The Regional Natural Resource Management group Healthy Land and Water has delivered the results of its annual Ecosystem Health Monitoring Program, where the health of the region’s waterways is measured and reported through a regional partnership program, of which Ipswich City Council is a member.
Environment and Sustainability Committee Chairperson Councillor Russell Milligan said it comes as no surprise Ipswich waterways took a significant hit during two flood events earlier this year.
“When rainfall and flooding rips through the region, it exposes areas where our waterways are under increased pressure,” Cr Milligan said.
“The silver lining is that it confirms what we need to do; we need to ramp up proactive investment in the waterways and across the catchments so they can better withstand and bounce back from these extremes.

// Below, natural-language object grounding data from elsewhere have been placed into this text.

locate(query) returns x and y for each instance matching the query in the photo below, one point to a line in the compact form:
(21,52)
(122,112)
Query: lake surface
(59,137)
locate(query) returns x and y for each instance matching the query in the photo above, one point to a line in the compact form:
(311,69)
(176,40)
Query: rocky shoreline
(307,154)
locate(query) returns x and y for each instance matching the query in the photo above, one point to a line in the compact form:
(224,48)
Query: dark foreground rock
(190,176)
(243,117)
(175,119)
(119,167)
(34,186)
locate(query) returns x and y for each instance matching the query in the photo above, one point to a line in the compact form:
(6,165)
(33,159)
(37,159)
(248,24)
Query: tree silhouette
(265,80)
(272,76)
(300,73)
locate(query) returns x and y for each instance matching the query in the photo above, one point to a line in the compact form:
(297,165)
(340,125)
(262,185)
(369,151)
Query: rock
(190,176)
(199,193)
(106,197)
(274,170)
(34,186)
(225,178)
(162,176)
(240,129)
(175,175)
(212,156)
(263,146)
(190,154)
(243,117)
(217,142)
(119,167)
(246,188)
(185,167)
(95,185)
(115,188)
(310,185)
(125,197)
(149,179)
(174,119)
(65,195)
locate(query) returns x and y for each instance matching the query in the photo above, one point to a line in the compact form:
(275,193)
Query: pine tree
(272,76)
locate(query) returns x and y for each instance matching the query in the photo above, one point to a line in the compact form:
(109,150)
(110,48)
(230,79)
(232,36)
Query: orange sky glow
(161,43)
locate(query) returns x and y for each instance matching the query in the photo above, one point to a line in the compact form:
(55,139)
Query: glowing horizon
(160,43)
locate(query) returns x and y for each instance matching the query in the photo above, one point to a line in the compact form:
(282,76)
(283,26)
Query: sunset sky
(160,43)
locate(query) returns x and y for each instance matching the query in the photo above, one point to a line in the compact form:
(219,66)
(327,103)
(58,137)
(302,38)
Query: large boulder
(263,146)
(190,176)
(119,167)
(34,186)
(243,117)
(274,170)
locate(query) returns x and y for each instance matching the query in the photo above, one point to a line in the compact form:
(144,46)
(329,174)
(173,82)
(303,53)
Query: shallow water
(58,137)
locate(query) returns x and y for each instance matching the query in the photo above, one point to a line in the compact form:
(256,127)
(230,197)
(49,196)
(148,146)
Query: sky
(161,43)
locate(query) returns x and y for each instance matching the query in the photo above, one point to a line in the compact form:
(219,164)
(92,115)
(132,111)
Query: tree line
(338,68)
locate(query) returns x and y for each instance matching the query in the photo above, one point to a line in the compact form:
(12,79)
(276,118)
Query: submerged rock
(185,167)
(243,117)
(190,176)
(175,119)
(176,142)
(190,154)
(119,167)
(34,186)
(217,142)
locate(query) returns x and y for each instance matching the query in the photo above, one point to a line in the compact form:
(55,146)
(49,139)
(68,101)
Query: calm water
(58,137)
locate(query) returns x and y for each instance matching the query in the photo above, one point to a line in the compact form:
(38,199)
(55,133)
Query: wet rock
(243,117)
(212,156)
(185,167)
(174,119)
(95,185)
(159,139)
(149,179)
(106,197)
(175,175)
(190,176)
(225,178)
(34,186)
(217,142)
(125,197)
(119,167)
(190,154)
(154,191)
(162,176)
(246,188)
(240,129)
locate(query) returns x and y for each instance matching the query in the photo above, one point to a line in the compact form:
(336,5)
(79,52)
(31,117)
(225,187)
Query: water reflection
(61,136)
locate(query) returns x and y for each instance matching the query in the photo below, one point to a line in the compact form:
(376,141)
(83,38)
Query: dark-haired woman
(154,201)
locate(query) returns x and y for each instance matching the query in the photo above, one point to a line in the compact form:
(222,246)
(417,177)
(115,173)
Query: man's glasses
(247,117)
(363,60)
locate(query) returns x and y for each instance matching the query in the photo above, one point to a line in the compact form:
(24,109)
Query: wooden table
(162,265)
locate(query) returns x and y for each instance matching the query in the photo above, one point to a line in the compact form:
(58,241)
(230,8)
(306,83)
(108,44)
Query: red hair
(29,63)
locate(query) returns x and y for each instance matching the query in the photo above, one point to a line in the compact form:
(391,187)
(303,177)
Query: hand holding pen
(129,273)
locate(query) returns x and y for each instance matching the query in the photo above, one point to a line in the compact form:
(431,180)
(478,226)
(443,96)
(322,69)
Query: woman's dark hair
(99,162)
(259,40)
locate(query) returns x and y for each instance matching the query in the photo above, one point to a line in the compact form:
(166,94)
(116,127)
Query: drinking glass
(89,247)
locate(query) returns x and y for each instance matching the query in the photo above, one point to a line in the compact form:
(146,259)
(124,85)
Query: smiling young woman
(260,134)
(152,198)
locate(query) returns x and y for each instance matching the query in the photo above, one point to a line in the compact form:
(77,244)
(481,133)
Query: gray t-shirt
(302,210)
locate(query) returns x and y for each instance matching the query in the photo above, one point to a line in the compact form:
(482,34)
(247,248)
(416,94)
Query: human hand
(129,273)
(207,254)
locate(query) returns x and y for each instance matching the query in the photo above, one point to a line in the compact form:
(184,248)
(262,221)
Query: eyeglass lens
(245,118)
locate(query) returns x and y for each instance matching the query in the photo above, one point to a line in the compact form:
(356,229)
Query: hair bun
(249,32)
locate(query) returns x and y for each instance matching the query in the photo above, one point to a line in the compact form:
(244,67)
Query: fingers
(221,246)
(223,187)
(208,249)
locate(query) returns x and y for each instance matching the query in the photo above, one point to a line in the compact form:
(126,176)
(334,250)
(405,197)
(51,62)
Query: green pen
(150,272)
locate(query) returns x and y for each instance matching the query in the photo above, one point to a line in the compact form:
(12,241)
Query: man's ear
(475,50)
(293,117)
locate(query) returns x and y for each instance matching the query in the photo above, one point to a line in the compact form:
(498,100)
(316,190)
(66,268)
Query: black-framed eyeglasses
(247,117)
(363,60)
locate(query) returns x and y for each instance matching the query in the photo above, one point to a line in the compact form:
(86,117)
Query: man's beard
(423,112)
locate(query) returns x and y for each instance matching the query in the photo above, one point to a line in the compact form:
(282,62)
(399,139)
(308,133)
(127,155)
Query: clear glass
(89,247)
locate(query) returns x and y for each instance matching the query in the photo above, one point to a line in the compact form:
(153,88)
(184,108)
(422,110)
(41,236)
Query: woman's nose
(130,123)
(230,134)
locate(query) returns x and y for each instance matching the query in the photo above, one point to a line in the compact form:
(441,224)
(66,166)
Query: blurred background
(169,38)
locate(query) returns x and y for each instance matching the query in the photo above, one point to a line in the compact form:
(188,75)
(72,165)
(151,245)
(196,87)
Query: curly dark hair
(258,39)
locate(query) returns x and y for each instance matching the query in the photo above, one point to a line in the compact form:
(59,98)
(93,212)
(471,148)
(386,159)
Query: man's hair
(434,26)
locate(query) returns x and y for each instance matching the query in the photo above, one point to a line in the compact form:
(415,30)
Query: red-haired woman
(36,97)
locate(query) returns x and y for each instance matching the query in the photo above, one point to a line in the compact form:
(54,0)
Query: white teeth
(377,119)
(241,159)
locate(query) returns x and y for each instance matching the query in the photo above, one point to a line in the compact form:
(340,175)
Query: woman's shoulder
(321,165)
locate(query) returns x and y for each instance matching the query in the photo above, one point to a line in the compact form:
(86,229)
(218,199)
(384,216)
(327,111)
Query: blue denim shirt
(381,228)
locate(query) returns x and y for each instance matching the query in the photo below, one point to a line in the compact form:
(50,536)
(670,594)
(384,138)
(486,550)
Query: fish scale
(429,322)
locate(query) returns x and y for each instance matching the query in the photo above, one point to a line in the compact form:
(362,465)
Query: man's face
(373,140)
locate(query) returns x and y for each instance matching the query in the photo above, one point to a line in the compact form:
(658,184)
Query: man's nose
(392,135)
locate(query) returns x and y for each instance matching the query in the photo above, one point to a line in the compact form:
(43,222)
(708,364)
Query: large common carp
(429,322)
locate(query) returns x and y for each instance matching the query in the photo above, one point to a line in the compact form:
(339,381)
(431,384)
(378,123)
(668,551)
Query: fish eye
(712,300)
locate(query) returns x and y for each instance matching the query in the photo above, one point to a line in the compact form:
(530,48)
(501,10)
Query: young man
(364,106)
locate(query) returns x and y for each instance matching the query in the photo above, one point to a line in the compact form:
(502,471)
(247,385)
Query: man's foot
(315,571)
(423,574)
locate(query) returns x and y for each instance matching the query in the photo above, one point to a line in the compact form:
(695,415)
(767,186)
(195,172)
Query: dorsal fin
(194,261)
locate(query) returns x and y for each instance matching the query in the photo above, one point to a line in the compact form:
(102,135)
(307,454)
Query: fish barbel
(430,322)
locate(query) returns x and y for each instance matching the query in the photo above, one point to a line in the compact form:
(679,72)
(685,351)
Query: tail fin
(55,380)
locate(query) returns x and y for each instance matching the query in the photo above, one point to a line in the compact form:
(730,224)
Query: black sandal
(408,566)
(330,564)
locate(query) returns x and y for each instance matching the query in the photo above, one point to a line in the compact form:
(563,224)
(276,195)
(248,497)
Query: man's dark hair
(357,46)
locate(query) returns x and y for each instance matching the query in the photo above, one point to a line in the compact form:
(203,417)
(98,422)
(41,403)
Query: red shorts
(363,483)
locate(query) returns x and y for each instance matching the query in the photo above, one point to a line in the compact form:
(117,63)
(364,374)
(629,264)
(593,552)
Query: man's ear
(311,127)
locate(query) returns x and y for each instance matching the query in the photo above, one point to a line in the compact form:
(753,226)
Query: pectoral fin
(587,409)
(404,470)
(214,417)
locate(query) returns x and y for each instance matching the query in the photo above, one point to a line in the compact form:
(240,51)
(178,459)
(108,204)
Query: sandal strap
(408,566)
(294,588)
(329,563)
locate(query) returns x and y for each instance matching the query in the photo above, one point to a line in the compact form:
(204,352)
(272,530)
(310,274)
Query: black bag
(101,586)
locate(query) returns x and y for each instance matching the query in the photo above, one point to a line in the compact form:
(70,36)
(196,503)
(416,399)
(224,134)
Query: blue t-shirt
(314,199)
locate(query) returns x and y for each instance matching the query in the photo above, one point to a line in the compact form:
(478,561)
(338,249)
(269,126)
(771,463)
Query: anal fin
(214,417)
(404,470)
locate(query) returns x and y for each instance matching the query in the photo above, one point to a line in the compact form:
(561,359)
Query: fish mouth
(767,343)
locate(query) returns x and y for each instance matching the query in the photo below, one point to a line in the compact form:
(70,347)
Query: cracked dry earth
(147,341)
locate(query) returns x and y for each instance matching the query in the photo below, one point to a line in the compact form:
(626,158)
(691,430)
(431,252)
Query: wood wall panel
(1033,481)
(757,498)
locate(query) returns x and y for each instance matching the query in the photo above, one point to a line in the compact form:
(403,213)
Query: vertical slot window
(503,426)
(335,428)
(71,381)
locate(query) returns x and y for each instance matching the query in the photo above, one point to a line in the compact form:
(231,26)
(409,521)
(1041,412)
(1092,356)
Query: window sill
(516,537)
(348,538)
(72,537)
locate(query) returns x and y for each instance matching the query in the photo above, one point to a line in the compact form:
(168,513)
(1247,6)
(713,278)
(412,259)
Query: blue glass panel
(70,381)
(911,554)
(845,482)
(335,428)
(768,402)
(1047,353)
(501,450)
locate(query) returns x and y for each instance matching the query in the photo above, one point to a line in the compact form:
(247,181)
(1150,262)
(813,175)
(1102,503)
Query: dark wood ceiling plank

“Furthermore, proactive investment is five times cheaper than cleaning up after the fact, and also reduces the impact on our community.”
Cr Milligan said council has a series of practical initiatives underway, designed to build resilience to extreme weather events.
“Recent damage from heavy rainfall and flooding of Ipswich’s major waterways has been mapped with drones,” Cr Milligan said.
“Drone surveys make sure council has the most up-to-date information about creeks and rivers, and they provide a clearer picture of the flood damage, which helps to inform and effectively target our rehabilitation strategy and future decision-making about environmental management.”
Cr Milligan said one of council’s many resilience-building measures is The Franklin Vale Creek Catchment project.
“This catchment in our region’s west suffers from landscape and streambank erosion that impacts water quality and biodiversity downstream,” Cr Milligan said.
“Council has an ongoing partnership with private rural landholders to restore and improve the waterway through actions such as revegetation, establishment of offline watering points and stock exclusion fencing.
“This investment in building a legacy of best-practice land management through engagement and education with landholders has been very positive.”
Healthy Land and Water CEO Julie McLellan said South East Queensland has more than 20 years of data at decision-makers’ fingertips, thanks to the partners who fund the data monitoring and reporting work for the region each year.
“We are armed with amazing baseline data to help inform good decisions,” Ms McLellan said.
“We know the long-term data shows our region has the potential to bounce back after extremes, but the changing climate is impacting on the region’s capacity to recover between periods of drought and flood.
“With more frequent and intense events on the cards, our landscapes will increasingly not have the time to recover in the same way they used to.”
The Ecosystem Health Monitoring Program (EHMP) is one of the most comprehensive waterway monitoring programs in Australia, delivering an annual regional assessment of the environmental condition and benefits of waterways for South East Queensland catchments.